The Bodhisattva, having promised him his assistance, set out with him to the very place where those royal princes were kept in confinement. And no sooner had they seen Sutasoma, than understanding that they were set at liberty, they became filled with extreme gladness. [313]

95. At the sight of Sutasoma the royal princes became radiant with joy, and the loveliness of laughter burst out on their faces, in the same way as in the beginning of autumn the groups of waterlilies burst open, invigorated by the moon-beams.

And the Bodhisattva, having come to them, spoke to them comforting and kind words, and after making them take an oath not to do harm to the son of Sudāsa, released them. Then together with the son of Sudāsa and followed by those royal princes, he set out for his kingdom, and having there made to the princes and the son of Sudāsa an honourable reception according to their rank, he re-established them each on his royal throne.

In this manner meeting with a virtuous person, in whatever way it may have been occasioned, promotes salvation. Thus considering he who longs for salvation must strive after intercourse with virtuous persons.

[This story may also be told when praising the Tathāgata: “So Buddha the Lord always intent on doing good was a friend even to strangers still in his previous existences.”

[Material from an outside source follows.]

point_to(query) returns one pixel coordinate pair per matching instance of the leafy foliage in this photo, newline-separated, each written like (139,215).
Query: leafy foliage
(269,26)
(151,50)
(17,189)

Likewise it is to be told, when discoursing on listening with attention to the preaching of the excellent Law: “In this manner hearing the excellent Law tends to diminish wickedness and to acquire virtues.”

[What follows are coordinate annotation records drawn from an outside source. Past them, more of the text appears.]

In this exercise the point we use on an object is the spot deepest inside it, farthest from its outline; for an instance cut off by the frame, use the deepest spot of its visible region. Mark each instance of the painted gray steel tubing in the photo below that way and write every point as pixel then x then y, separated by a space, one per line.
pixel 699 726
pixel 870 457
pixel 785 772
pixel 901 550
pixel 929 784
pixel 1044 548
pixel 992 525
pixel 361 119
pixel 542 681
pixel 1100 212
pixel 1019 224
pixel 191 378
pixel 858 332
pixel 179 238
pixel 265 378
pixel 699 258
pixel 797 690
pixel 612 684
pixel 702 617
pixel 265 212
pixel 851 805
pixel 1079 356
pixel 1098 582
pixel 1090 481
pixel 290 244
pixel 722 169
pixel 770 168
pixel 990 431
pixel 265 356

Also it is to be told when extolling sacred learning: “In this manner sacred learning has many advantages.”

Likewise when discoursing on veracity: “In this manner speaking the truth is approved by the virtuous and procures a large extent of merit.”

And also when glorifying veracity, this may be propounded: “In this manner the virtuous keep their faith without regard for their life, pleasures, or domination.”

Likewise, when praising commiseration.]

Dr. S. d'Oldenburg has pointed out in his paper, quoted in my Introduction, p. xxii, another redaction of the story of Sutasoma in chap. 34 of the Bhadrakalpāvadāna, the contents of which are given in the translation of that paper, Journal of the Royal Asiatic Socieyt, pp. 331-334. In some parts the account in that text is fuller, but for the most part, [314] according to Dr. S. d'Oldenburg, it closely follows our Jātakamālā, the verses of which it “mostly copies word for word.” In 1894 Dr. S. d'Oldenburg more fully dealt with the Bhadrakalpāvadāna in a Russian book on Buddhistic Legends in Bhadrakalpāvadāna and Jātakamālā. As to Sutasoma, cp. pp. 83-85 of that book. 14 Nevertheless the extract shows one difference, I think, in a capital point. In the tale, as it is told by Śūra, Kalmāṣapāda has already got his hundred princes, when he comes to carry away Sutasoma, but in the said extract of the Bhadrakalpāvadāna Sutasoma is the very hundredth one.

In the Mahābhārata the legend of Kalmāṣapāda Saudāsa, the maneater, is told, I, adhy. 176 and 177. It is very different from the Buddhistic fashion, yet both versions must be derived from one source.